Giacometta aveva il fascino delle donne che tormentano; delle più infide, ma delle preferite da tutti.
Mille e più volte bisogna sbagliare strada per trovar forse la compagna che può attraversare con noi questo mistero del mondo.
E non sempre la si può incontrare.
Qualche volta vi passa accanto e non la riconoscete; qualche altra volta vi divide l'irreparabile distanza.
Perchè non è vero che al mondo non sia, nell'attimo del vostro passare, un'anima che si compia in voi, che possa vivere in amore con voi, nel cammino verso la morte.
Quest'anima vive la vostra vita e proverà, come voi provate, la grande tristezza della solitudine; solo, non potrete incontrarla.
Il destino non vi concederà tanta gioia.
Però, lo stesso destino non potrà impedire la vostra unione; ma chissà quando e dove!..
Così come le forze affini si associano nella tenebra del niente; provenendo da incommensurabili distanze, avendo turbinato per milioni e milioni di secoli nella vuota immensità. Vanno e si uniscono, sospinte dalla volontà di Dio.
E una nuova vita si genera; e una nuova luce è nella tenebra, formata da quell'incontro.
Così sarà dell'anima nostra nel tempo dei tempi.
Ma la tristezza, l'umana tristezza di chi pensa ed ama è importabile troppe volte!.. È davvero importabile!..

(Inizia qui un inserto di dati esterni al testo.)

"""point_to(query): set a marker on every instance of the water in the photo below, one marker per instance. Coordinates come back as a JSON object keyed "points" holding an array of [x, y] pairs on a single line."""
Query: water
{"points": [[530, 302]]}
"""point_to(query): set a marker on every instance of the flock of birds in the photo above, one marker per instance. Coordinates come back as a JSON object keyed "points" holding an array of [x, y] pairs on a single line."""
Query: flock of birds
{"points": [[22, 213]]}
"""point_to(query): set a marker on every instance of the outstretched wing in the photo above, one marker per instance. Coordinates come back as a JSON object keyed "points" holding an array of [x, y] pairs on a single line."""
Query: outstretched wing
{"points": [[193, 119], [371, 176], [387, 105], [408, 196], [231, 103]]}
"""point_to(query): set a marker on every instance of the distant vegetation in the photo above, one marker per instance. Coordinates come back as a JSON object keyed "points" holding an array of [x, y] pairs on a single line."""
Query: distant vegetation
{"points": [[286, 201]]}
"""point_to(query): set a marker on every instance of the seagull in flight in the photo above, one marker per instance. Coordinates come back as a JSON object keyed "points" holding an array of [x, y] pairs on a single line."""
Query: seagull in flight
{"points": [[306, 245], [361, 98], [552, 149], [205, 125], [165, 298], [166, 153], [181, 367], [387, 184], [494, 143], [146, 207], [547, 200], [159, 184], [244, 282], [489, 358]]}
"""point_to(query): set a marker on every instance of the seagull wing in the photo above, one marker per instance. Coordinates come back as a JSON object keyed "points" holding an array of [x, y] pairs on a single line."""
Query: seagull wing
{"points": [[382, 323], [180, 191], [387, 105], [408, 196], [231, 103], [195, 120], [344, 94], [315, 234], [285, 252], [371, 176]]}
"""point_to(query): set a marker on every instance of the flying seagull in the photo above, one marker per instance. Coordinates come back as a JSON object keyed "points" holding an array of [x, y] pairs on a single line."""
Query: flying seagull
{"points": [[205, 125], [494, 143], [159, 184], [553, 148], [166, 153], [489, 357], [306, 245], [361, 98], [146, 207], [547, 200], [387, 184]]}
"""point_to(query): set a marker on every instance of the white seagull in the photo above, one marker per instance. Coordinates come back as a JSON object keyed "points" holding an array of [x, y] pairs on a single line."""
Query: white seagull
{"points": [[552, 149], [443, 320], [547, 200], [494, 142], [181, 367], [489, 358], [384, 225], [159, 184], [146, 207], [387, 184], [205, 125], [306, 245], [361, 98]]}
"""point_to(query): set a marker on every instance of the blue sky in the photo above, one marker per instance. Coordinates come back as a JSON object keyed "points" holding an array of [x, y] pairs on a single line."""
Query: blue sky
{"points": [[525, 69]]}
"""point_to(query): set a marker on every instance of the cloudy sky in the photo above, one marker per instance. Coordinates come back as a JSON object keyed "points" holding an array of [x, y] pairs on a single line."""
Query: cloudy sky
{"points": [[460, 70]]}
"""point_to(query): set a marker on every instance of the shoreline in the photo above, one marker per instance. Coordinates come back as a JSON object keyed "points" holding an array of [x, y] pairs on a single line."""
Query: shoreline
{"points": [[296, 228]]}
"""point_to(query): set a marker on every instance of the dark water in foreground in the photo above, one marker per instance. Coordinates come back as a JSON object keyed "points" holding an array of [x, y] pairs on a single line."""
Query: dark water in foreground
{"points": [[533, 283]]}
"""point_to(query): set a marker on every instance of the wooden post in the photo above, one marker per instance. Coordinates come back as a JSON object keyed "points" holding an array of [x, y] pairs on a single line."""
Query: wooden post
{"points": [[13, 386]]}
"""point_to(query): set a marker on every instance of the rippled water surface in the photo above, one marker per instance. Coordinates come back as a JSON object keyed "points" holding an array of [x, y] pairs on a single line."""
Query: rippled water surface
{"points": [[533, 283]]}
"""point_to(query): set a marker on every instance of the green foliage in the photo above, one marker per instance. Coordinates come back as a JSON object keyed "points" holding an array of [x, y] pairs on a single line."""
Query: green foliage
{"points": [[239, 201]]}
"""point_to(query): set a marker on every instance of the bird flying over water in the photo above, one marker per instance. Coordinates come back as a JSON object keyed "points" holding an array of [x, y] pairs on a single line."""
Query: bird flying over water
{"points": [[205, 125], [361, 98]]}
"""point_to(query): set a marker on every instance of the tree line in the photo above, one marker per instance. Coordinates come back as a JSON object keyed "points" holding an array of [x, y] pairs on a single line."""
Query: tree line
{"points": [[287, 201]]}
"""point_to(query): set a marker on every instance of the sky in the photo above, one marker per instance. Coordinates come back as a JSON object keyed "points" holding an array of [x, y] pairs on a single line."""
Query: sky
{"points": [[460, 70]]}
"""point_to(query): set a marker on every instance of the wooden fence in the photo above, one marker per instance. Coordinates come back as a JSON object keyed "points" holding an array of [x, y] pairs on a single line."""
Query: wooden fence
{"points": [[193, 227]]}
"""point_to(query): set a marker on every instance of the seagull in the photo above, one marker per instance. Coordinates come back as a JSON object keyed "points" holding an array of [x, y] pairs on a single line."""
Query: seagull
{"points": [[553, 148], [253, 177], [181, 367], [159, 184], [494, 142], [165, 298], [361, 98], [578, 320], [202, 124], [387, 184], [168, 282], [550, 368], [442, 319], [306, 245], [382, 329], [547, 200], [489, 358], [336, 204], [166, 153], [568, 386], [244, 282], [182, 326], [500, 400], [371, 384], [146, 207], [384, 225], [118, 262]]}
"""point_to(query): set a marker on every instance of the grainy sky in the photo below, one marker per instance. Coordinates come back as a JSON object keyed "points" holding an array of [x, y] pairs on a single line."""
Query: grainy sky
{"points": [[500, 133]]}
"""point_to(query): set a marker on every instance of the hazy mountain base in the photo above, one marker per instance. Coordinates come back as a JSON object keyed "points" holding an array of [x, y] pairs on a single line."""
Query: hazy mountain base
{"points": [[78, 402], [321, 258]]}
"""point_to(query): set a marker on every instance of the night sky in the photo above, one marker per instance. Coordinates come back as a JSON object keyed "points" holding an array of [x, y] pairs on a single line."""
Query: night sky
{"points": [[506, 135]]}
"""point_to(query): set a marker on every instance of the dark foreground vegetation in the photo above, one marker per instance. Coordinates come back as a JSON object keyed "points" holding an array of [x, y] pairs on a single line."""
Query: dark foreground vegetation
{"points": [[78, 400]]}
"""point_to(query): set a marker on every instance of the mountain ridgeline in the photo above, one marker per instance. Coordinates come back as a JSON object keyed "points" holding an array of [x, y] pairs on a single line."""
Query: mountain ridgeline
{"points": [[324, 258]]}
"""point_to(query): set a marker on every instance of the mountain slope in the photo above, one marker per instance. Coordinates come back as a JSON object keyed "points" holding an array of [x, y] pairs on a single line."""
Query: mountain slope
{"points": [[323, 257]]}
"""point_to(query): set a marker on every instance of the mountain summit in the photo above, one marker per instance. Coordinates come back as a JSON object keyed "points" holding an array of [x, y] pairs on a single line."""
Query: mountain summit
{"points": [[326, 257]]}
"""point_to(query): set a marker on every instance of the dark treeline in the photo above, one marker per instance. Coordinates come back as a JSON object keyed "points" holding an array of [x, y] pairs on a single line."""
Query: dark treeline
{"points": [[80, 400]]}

Trascorsero alcuni giorni così. Io vedevo Principina ad ogni sera ed ella migliorava sotto il fascino del maggio.
Una sera la trovai alzata. Era seduta alla finestra. Ma come magra! Non aveva che le sue povere piccole ossa sotto la veste di cotonina azzurra.
– Vede come sto bene, Franzi?
– Hai commesso un'imprudenza!
– Ma se davo retta al dottore, non mi sarei alzata mai più.
– Eppure bisogna dargli retta.
– Non lo sa, Franzi, che m'importa ben poco di morire?
– Non dire sciocchezze!
– No, dico davvero, Franzi!.. Proprio, sa?..
E poi sarebbe meglio!
Trascorse un silenzio.
– Franzi… si ricorderà qualche volta della sua Principina, quando non ci sarà più?..
– Non voglio neppure risponderti!
– Perchè?.. Si fa per dire! Si ricorderà qualche volta?..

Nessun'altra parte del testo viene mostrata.